Moreover, we used Shapley values to assess the extent to which each summary statistic impacts the model’s predictions for each demographic parameter, measuring both the direction and magnitude of their contributions. Shapley values first appeared in a context of cooperative game theory (Shapley 1953) to estimate the contribution of individual players to the outcome of a game. In the ML context, the players are represented by the features and the cooperation is represented by combinations of features. We used the Python SHAP library (Lundberg and Lee 2017), which provides visual representations of the influence of the feature value on the outcome.

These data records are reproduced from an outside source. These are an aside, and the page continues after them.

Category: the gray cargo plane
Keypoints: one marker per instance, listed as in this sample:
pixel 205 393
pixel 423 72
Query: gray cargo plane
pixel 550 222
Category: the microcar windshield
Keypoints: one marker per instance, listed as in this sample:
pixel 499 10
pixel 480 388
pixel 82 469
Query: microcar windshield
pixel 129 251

Comparison with ABC methods

The three regression methods were compared with several ABC algorithms from the ‘abc’ package (Csilléry et al. 2012), namely ABC rejection, ABC loclinear and ABC neuralnet, tested on the same simulation set. In addition to a rejection step, the last two methods apply corrections based on a local linear regression and a neural network, respectively. Their efficiency was computed on the same 2500 samples from the test data set used to assess the regression methods. For each of these 2500 samples, we kept the simulations closest to the target among the 7500 simulations not used in the test data set, for tolerance thresholds ranging from 5 × 10−4 to 5 × 10−2 (Table S3).

For the loclinear method, we selected the summary statistics with the highest correlation with the demographic parameters, in order to comply with the limitations of this method on the maximal number of summary statistics. Thus, we retained up to 300 statistics in the case of the 5 × 10−2 tolerance threshold. Similarly, to follow neuralnet specifications, we kept the 300 statistics with the highest correlation with the target parameter while considering a network with three neurons in its hidden layer. For all three algorithms, we then used either the mean or the median of the posterior as a point estimate.

Results

Accuracy of the machine-learning method for parameter estimation under the IM model

After training the three ML methods for each demographic parameter of the standard IM model on the training data set, we evaluated their performances on the test data set. We compared the predictions of these three ML methods using different metrics (Table 1). In the following, N_current refers to results for population 1. Since the model is symmetric and both population sizes have the same prior, the results obtained for N_current_1 and N_current_2 are similar (see Table S4 for population 2).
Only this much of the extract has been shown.